MoE Routing Analysis - Capture and analyze routing decisions:

from chuk_lazarus.introspection import MoEHooks, MoECaptureConfig

hooks = MoEHooks(model)
hooks.configure(MoECaptureConfig(
    capture_router_logits=True,
    capture_selected_experts=True,
))

logits = hooks.forward(input_ids)

# Analyze routing
utilization = hooks.get_expert_utilization(layer_idx=12)
print(f"Load balance: {utilization.load_balance_score:.2%}")

entropy = hooks.get_router_entropy(layer_idx=12)
print(f"Router confidence: {1 - entropy.normalized_entropy:.2%}")

Logit Lens and Ablation:

from chuk_lazarus.introspection import ModelAnalyzer, AnalysisConfig, LayerStrategy

# Async API for logit lens analysis
async with ModelAnalyzer.from_pretrained("TinyLlama/TinyLlama-1.1B-Chat-v1.0") as analyzer:
    result = await analyzer.analyze("The capital of France is")
    print(result.predicted_token)  # " Paris"
    for layer in result.layer_predictions:
        print(f"Layer {layer.layer_idx}: {layer.top_token}")

# Track token evolution
config = AnalysisConfig(track_tokens=["Paris", " Paris"])
result = await analyzer.analyze("The capital of France is", config)
for evo in result.token_evolutions:
    print(f"{evo.token} emerges at layer {evo.emergence_layer}")

from chuk_lazarus.introspection import AblationStudy, AblationConfig

# Ablation studies - identify causal circuits
study = AblationStudy.from_pretrained("openai/gpt-oss-20b")
config = AblationConfig(max_new_tokens=15)

original = study.ablate_and_generate("45 * 45 = ", layers=[], config=config)
ablated = study.ablate_and_generate("45 * 45 = ", layers=[22, 23], config=config)
print(f"Original: {original}")  # "2025..."
print(f"L22+L23 ablated: {ablated}")  # Broken output

See docs/introspection.md for detailed introspection documentation.

Residual Stream Navigation Map

Visualise how the model "navigates" from a blank residual to a committed answer — rendered as a 3D sphere in your browser.

How it works:

The top-3 singular vectors of the fact unembedding directions (rows of lm_head.weight) form a 3D basis that spans "fact space". Every fact token is projected onto this basis and normalised to sit on the unit sphere surface. The residual stream at each layer is projected into the same space — its direction shows which fact the model is pointing toward, while its sharpness (concentration of logit-lens probabilities over fact tokens) is encoded as dot size and glow.
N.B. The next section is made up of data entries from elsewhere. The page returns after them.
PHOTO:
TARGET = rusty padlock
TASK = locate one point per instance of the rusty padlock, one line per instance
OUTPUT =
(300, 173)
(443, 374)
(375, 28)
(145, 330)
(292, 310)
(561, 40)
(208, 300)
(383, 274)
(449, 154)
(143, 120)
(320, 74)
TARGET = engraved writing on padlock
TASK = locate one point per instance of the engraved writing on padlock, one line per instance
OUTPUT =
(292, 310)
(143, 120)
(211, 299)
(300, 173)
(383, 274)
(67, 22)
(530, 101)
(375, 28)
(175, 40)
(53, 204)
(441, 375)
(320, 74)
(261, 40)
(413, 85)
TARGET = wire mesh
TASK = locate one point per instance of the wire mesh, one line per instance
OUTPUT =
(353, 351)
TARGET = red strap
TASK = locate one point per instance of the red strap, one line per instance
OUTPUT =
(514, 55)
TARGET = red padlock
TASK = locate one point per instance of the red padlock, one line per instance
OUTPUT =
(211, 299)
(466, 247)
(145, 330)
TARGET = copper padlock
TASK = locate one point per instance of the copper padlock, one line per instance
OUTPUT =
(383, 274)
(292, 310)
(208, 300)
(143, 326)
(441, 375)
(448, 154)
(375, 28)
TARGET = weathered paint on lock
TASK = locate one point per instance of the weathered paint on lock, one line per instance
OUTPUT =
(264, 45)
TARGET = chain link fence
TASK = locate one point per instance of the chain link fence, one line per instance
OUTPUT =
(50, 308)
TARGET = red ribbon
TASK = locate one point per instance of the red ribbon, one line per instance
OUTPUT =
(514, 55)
Three phases are automatically detected from the mean sharpness curve:

Phase	Layers	What's happening
Dark accumulation	0 → b₁	Residual is nearly orthogonal to all facts — dim speck wandering the sphere
Routing	b₁ → b₂	Sharpness rising — dot brightens and moves toward the target landmark
Fact explosion	b₂ → end	Sharpness saturates — large bright orb locks onto the fact landmark

Step 1 — Extract activation data:

# Capital of France (default facts, 40 generation steps)
uv run python examples/inference/nav_map_extract.py \
    --prompt "The largest planet in the solar system is" \
    --target Jupiter \
    --facts Jupiter Mars Venus Earth Sun Moon \
    --steps 40 --output nav_map_jupiter.json

# Custom prompt, smaller model for faster iteration
uv run python examples/inference/nav_map_extract.py \
    --model mlx-community/gemma-3-1b-it-bf16 \
    --prompt "The capital of France is" --target Paris \
    --steps 20 --output nav_map_paris.json

Step 2 — Open the visualizer:

open examples/inference/nav_map.html
# Then drag nav_map_*.json onto the page

Two view modes:

Layer depth — fix a generation step, animate layer 0 → 33. Watch the residual crystallize: a tiny dim speck in early layers grows into a bright orb that arrives at the target fact landmark.
Token drift — fix a layer (try 33 for the committed output), animate step 0 → N. The dot walks across the sphere token-by-token: bright near the target fact when predicting it, dimmer and wandering when generating filler tokens.

Controls:

Key	Action
`←` / `→`	Scrub the active axis (layer in Layer depth, step in Token drift)
`↑` / `↓`	Scrub the pinned axis
`Space`	Play / pause
`d`	Switch to Layer depth mode
`t`	Switch to Token drift mode
Mouse drag	Orbit the sphere

Output format (nav_map_*.json, version 2.0):

{
  "version": "2.0",
  "model": "mlx-community/gemma-3-4b-it-bf16",
  "phase_boundaries": [11, 22],
  "facts": [{"token": "Jupiter", "xyz": [...], "color": "#E24B4A", "is_target": true}],
  "frames": [{
    "step": 0, "token": " is", "predicted_token": " Jupiter",
    "layers": [{"layer": 0, "xyz": [...], "sharpness": 0.001, "top_token": "the", ...}]
  }]
}

Note: --target and --facts must be single tokens in the model vocabulary. Multi-token entries are skipped with a warning. Check which facts survived in the terminal output before interpreting the map.

Python API

from chuk_lazarus.utils.tokenizer_loader import load_tokenizer
from chuk_lazarus.data.tokenizers.analyze import analyze_coverage, calculate_fit_score
from chuk_lazarus.data.tokenizers.fingerprint import compute_fingerprint

# Load any HuggingFace tokenizer
tokenizer = load_tokenizer("TinyLlama/TinyLlama-1.1B-Chat-v1.0")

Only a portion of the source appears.